Friday, June 17, 2005

KEASRIAN YANG LANGKA DI JAKARTA


HUTAN KALI PESANGGRAHAN
KEASRIAN YANG LANGKA DI JAKARTA

Berada pada area seluas 40 hektar di selatan Jakarta, tidak percaya rasanya kalau kita masih menjejakkan kaki diibukota metropolitan ini. Udara yang bersih, pohon-pohon yang rindang, kicauan burung yang masih ramai terdengar hingga air sungai yang jernih mengalir. Namun tidak begitu saja kondisi itu terjadi, perjuangan selama 15 tahun dilakukan untuk mewujudkannya.

Pesanggrahan berarti tempat kumpul atau musyawarah. Diberi nama seperti itu karena mungkin dulunya tempat ini merupakan tempat berkumpulnya orang banyak. “Dulu pada tahun 1950-1960an saya memancing itu masih banyak ikannya, tapi tahun 1976 itu hancur total, sampah menumpuk, air sungai menghitam dan munculnya rumah2 kumuh dibantaran kali,” kata Chaerudin, ketua kelompok Tani Lingkungan Hidup Sangga Buana di wilayah Pesanggrahan, Karang Tengah, Lebak Bulus, Kelompok inlah yang mengawali penghijauan di bantaran kali Pesanggrahan.

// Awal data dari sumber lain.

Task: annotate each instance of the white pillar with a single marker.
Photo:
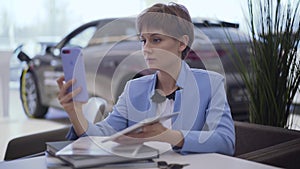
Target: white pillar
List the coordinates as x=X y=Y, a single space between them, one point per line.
x=4 y=82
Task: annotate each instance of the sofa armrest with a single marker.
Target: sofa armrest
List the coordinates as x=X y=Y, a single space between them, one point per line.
x=282 y=155
x=33 y=144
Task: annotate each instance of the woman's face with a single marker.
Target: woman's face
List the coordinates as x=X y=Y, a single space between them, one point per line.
x=160 y=51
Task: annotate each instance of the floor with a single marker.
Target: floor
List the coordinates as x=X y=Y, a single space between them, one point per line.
x=17 y=124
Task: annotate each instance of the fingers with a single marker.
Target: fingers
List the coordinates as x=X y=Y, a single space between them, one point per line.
x=66 y=98
x=63 y=95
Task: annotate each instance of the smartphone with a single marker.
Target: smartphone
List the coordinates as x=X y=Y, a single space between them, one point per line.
x=73 y=67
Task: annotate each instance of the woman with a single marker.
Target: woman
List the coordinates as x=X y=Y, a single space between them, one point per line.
x=204 y=123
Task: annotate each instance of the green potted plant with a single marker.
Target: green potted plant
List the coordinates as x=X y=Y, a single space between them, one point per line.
x=272 y=77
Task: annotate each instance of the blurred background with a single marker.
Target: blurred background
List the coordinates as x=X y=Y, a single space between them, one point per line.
x=49 y=20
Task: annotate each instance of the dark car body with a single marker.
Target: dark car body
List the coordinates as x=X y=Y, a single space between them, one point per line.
x=112 y=55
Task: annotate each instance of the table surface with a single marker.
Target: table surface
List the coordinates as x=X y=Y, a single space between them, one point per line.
x=195 y=161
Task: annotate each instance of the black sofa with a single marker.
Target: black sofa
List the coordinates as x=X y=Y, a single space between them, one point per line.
x=269 y=145
x=264 y=144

Secara fisik wilayah kali Pesanggrahan sekarang berupa kawasan hutan dengan berbagai jenis tanamannya. Namun dibalik semua itu Pesanggrahan memiliki kekayaan budaya mulai dari legenda, kesenian hingga artefak-artefak berumur hingga 500 tahun dari zaman sebelum masuknya Islam ke Jawa Barat yang semua masih dimiliki oleh penduduk sekitar.

Berawal dari Keprihatinan

Berawal dari sebuah keprihatinan akan kelestarian lingkungan yang semakin terancam oleh kepentingan industri dan ekonomi inilah kelompok Tani Sangga Buana berdiri. Mereka yang rata-rata merupakan penduduk asli karang tengah merasa tergerak untuk menyelamatkan lingkungan mereka agar tetap bisa dinikmati oleh generasi selanjutnya.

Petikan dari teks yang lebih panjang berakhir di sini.